First, recognize whether the expression fits the perfect square trinomial form:

• The first term \(4y^2\) is a square (\((2y)^2\)).
• The last term \(49\) is a square (\((7)^2\)).
• The middle term \(-28y\) is twice the product of the square roots of the first and last terms with a negative sign, \(2 \times 2y \times (-7)\).

When these conditions hold true, the expression is indeed a perfect square trinomial, allowing it to be factored as the square of a binomial. In this example, \(4y^2 - 28y + 49 = (2y - 7)^2\).

A quadratic equation is a second-degree polynomial equation in a single variable, typically written in the form \(ax^2 + bx + c = 0\). Each quadratic equation can be solved using various methods such as factoring, the quadratic formula, or completing the square.

In this exercise, the quadratic equation \(4y^2 - 28y + 49\) is evaluated to determine the method of factoring. By identifying it as a perfect square trinomial, you can factor it directly.
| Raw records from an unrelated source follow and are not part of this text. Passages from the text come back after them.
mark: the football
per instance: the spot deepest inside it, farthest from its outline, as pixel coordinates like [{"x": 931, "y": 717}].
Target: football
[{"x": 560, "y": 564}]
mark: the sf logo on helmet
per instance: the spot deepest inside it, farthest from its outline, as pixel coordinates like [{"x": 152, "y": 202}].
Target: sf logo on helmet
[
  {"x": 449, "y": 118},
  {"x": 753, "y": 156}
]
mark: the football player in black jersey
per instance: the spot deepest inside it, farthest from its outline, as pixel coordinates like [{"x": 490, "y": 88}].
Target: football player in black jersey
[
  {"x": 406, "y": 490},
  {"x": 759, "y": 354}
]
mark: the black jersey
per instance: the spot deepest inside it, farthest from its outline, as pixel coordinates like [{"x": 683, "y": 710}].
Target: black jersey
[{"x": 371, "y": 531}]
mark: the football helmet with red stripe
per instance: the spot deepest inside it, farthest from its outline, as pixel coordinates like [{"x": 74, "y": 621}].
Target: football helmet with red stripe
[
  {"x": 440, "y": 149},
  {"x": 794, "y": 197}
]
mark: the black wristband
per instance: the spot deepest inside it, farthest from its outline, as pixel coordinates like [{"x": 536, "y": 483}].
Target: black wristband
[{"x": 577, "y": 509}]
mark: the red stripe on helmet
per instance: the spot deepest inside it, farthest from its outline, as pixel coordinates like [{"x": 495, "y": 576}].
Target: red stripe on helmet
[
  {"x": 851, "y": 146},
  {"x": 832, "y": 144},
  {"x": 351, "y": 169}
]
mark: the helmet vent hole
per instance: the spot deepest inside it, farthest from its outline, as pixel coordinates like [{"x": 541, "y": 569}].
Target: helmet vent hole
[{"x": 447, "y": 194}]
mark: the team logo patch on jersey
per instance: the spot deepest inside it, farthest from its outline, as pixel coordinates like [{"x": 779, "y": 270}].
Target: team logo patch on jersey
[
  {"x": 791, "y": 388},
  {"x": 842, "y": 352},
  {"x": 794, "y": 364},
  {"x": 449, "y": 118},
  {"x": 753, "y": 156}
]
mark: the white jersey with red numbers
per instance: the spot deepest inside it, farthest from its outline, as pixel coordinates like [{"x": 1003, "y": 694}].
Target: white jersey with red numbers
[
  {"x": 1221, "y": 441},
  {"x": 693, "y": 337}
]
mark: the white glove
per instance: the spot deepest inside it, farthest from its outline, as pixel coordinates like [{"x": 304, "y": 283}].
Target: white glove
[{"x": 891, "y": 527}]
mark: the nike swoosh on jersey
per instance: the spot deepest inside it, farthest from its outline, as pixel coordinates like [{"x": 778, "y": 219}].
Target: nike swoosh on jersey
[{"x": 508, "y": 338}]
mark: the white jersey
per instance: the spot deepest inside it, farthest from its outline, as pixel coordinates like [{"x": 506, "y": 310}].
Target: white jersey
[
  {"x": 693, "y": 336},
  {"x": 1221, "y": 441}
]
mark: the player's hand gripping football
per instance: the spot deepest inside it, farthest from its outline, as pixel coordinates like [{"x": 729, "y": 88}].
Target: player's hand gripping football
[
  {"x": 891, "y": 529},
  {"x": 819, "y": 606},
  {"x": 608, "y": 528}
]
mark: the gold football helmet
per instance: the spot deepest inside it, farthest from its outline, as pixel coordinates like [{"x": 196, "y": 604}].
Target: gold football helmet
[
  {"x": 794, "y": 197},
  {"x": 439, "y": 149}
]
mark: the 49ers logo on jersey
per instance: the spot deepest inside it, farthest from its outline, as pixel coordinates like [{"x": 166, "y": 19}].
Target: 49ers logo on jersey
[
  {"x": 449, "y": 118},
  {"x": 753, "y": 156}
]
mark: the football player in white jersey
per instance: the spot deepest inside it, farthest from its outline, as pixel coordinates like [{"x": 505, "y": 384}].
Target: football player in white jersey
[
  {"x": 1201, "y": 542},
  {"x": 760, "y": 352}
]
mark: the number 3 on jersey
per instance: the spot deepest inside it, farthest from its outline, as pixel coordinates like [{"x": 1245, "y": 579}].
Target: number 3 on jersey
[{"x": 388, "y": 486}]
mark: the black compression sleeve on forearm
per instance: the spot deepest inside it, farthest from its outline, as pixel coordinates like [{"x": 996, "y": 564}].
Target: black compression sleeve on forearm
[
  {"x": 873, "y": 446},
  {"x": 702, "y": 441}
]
Factoring quadratic equations often involves:

• Identifying a common factor or GCF across all terms. If no GCF exists, use other factoring methods.
• Recognizing special forms, such as perfect square trinomials, which simplify the process.
• Verifying by expanding the binomial to ensure correct factoring.

Understanding these aspects allows for more confident and accurate solving of quadratic equations, an essential skill in algebra and beyond.